Nathaniel Wyeth, an engineer who spent his career with DuPont, invented the plastic soda bottle. That’s the bottle—patented in 1973—whose manufacture requires 1.5 million barrels of oil annually and has only a one-in-five chance of ever being recycled.

During his career, Wyeth invented or was the co-inventor of 25 products and processes in plastics, textile fibers, electronics and mechanical systems. In 1986, he was elected to the Plastics Hall of Fame. He also was a fellow of the American Society of Mechanical Engineers.

“Very seldom do [ideas] come out of nowhere,” Wyeth told Kenneth A. Brown, author of Inventors at Work, in the 1980s. “It’s usually a culmination of one thought after another that leads to a solution and a complete understanding of the problem.”

“Complete” in his eyes, perhaps.

The third child of Carolyn and Newell Convers (N.C.) Wyeth, Nathaniel was initially named for his father.
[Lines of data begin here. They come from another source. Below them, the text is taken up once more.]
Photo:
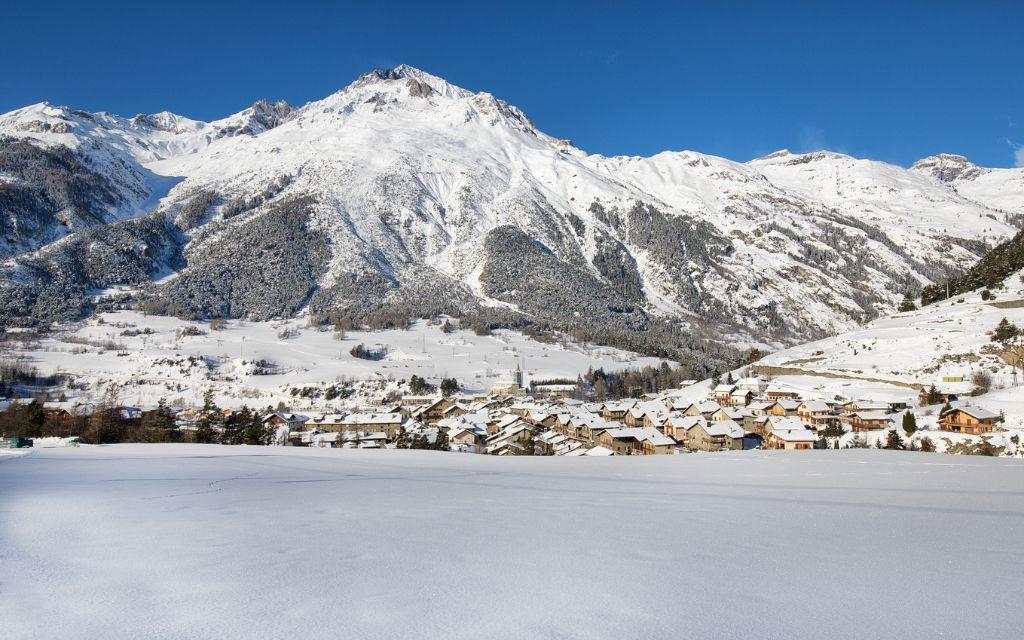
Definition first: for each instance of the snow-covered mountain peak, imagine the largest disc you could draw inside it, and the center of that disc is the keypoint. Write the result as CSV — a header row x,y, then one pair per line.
x,y
947,167
421,80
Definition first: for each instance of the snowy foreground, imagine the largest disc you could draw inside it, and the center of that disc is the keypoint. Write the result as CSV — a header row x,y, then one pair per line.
x,y
165,541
But the boy’s parents went to court before he reached age 5 and had his name legally changed.

It was their habit to put toddler Nat out on a sunny, enclosed porch in a baby carriage for his daily nap. But his hands were always greasy when they got him up. “One day, they kept an eye on me,” Wyeth said later. “Then, they noticed me lean over the side of the coach, reach down and move the wheels with my hands.”

By turning the wheels, the little boy made the coach move from one end of the porch to the other. Back and forth, over and over, and dirtying his hands in the process.
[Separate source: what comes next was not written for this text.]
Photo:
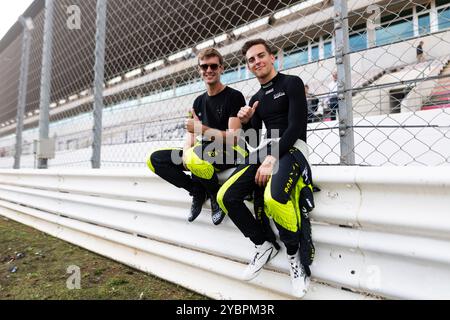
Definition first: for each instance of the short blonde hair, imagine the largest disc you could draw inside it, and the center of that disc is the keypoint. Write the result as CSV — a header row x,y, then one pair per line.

“I don’t know why we should encumber this boy with an artist’s name when he’s undoubtedly going to be an engineer,” said his father. “Look at his understanding of those wheels and the way he’s moving that coach!”

So, Newell Convers Wyeth Jr. became Nathaniel Convers Wyeth, a name he shared with an uncle who was an engineer.

Throughout his life, Wyeth dismissed the notion—posed repeatedly—that his father might have been disappointed that he didn’t paint. “The only thing he insisted on was that whatever we did, we should do it with all our hearts, with all our might,” he said.

And he did. As a boy, Wyeth cannibalized “I don’t know how many” alarm clocks for parts to build model speedboats. He used an airplane propeller to drive a pontoon boat. And he built a “sea sled”—6 feet long, with a curved bow and an outboard motor—so fast the Wyeths dubbed it Ex-Lax. When the Wyeths sailed to Monhegan Island during their Maine summers, Nat went along in Ex-Lax, doing circles around the family’s larger, slower powerboat. “The local paper,” said Wyeth, “wrote that I had taken Ex-Lax and gone to Monhegan,” a description which confused or offended some readers. “It sounded terrible.”